Reassociate and Canonicalization of Expressions

Hi,

I encountered some bugs in Reassociate [1] where we are hitting some assertions:

    assert(!Duplicates.count(Factor) &&
               "Shouldn't have two constant factors, missed a canonicalize");
    assert(NumAddedValues > 1 && "Each occurrence should contribute a value”);

My understanding is that these assertions enforce that when processing an expression tree, we expect that the nodes have already been canonicalized by Reassociate.

I infer that there should be *one* canonicalization for a function and it should be deterministic, i.e. if I run Reassociate two times I expect that the second one does not make any change.

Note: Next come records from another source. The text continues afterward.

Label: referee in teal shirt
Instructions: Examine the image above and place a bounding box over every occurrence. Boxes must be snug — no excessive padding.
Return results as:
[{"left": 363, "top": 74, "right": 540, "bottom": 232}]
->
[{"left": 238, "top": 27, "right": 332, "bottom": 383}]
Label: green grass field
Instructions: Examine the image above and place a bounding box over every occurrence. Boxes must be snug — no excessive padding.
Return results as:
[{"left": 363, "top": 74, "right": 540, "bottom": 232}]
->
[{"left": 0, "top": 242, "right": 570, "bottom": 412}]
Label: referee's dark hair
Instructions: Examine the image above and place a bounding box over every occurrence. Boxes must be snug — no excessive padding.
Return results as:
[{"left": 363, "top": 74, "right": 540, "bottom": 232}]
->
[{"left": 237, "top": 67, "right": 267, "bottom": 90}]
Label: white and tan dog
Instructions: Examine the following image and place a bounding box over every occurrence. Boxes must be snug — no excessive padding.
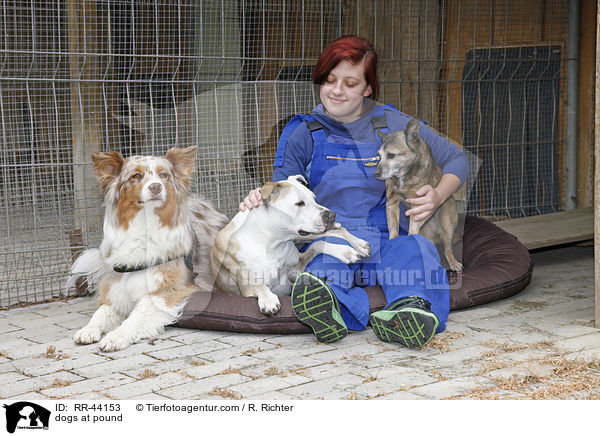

However right now we are far from that. I have multiple patches in flight to improve the situation, but the situation is still not perfect. Before going further I’d like some clarification on the expectation of Reassociate:

- Is there one expected canonicalization in all cases?
- Do we expect that running multiple times Reassociate in a row does not change the result after the first run?

If the answer is no, then I think the two assertions should be relaxed.

Bonus question: how does InstCombine behave wrt to the two questions above?

Thanks,

Ping.

Hi,

I encountered some bugs in Reassociate [1] where we are hitting some
assertions:

   assert(!Duplicates.count(Factor) &&
              "Shouldn't have two constant factors, missed a
canonicalize");
   assert(NumAddedValues > 1 && "Each occurrence should contribute a
value”);

My understanding is that these assertions enforce that when processing
an expression tree, we expect that the nodes have already been
canonicalized by Reassociate.

I infer that there should be *one* canonicalization for a function and
it should be deterministic, i.e. if I run Reassociate two times I expect
that the second one does not make any change.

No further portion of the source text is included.